Marko is not as euphoric as Caterina (Il Colle, Brunello) and Fabio Marchionni (Collestefano, Matelica) were, who both implied the vintage at the time of interview was looking as close to perfect as is possible.
Picking of the whites started on 7th September with Pinot Grigio first up – slightly precocious this year – followed by Sauvignon Blanc, Malvasia, Friulano and Chardonnay. By the 29th September these varieties, as well as a part of the Ribolla Gialla, had all been picked.
Ribolla from the Oslavia Vineyard, Picolit and the red varieties still remain on the vine. Picking of these varieties will start tomorrow with the exception of Picolit, which stays on the vine until early November. The extremely small berries, thick skin and bunch form that is a little compact (I'm not sure of the term in English, but spargolo is the Italian term, meaning few berries on the bunch with lots of space between the berries) of this variety (Picolit) make it highly resistant to the likely autumn rains and consequent fungal attacks, with the spacing between single berries on the bunch ensuring that even after rain the berries dry very quickly.
The growing season from budburst to flowering to veraison was ideal; there were no climatic situations that caused any risk to the quality of the vintage. A very cold snap in January helped rid (disinfect) the vines of the potential to incubate harmful parasites.
Yields and vegetative growth were in good balance throughout the growing cycle. The extreme heat from early June to late July caused a temporary shutdown of the vines; ripening at this point seemed to be ahead of schedule. However, cooling temperatures in August and periods of light rain reinvigorated the vines, slowed ripening and also preserved malic acid levels. The final phase of ripening was slow and prolonged. The only variety that slightly suffered from the heat was Pinot Grigio, as an earlier ripening variety the cool down in August came just too late with some malic acid lost due to transpiration. The 2015 Pinot Grigios (Murno and Palmadina) will consequently be slightly less fresh.
All varieties, white and red, have shown bunches of uniform ripeness and exceptional health. All of the whites, with the exception of Ribolla, show good alcohol levels of at least 13%, balanced with good acidity levels, about 6.5g/l.; Pinot Grigio is lower in acidity at around 5.5g/l.

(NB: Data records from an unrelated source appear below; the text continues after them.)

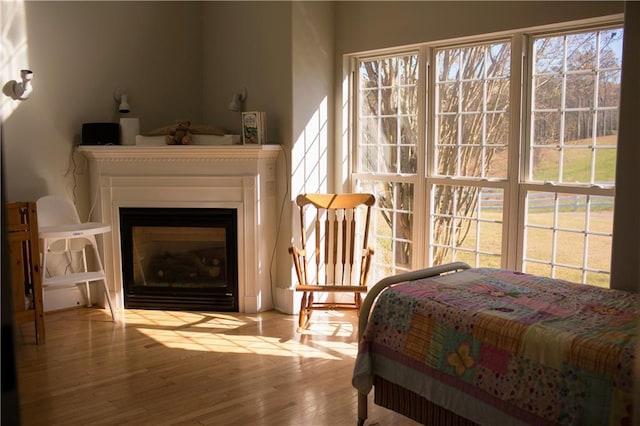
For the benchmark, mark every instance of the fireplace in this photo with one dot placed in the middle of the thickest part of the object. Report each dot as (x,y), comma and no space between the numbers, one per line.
(237,177)
(179,258)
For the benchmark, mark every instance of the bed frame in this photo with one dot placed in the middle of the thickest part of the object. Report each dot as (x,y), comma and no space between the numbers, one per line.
(408,403)
(477,333)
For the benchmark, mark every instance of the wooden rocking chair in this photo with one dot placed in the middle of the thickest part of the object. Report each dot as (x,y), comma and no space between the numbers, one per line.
(334,257)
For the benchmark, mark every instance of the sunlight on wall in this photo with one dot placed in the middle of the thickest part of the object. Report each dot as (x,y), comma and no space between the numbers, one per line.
(218,332)
(13,49)
(309,156)
(344,133)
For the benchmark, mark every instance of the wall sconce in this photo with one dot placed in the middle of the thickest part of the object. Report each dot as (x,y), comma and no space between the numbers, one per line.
(122,99)
(237,102)
(20,90)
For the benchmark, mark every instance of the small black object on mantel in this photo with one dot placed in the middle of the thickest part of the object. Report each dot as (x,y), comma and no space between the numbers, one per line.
(101,134)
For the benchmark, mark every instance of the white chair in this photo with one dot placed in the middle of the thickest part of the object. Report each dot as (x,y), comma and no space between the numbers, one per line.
(60,231)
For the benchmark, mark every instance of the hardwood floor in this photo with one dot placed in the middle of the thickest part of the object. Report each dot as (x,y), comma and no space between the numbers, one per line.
(191,368)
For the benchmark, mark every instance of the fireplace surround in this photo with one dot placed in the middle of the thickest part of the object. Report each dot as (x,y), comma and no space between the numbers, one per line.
(237,177)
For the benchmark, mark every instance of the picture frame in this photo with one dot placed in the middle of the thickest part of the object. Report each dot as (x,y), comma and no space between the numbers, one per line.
(254,128)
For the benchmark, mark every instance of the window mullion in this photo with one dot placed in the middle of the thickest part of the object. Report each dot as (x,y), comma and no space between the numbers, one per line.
(513,215)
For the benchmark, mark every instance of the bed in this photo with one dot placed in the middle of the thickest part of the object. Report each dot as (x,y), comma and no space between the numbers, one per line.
(454,345)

The white musts are showing great balance and fragrance at this early stage, Marko is very happy at what seems to be a vintage of balanced and fragrant white wines.
The Ribolla is a different beast. The berries are much larger and contain more juice (water) so alcohol levels are lower, around 12.8%, and acidity is higher, 7.5g/l. While quietly confident, Marko is reluctant to make pronouncements on the Oslavia Ribolla as the long maceration of this wine adds new variables; he prefers to wait until Christmas for final verdicts.
He is also optimistic for the reds. At this stage, the bunches are ripe and healthy. The continuing dry autumn weather with its sunny days is ensuring an optimum phenolic ripeness. The vines are losing their leaves, aiding exposure to the weakening autumn sun and ensuring the full ripening of the grape pips, as well as the skins, of course, which is particularly important for Refosco. If the weather hangs in for another week, not only will it be a great white vintage, but also a great red one.
What helped preserve the vintage during August when rain fell at recurring intervals was the typical drying wind from the north, known as the ‘Bora’ in Friuli. After these light August rains, the weather in September has been dry and sunny with cool evenings.
We need to wait for the Picolit but its morphology ensures it resists even the most demanding autumn conditions.
The other important point Marko made was that this has been a prolonged vintage made possible by the favourable weather conditions. There was no rushing to pick at all costs; picking was not determined by climatic necessities, but by the freedom to decide when best to pick and at what level of ripeness.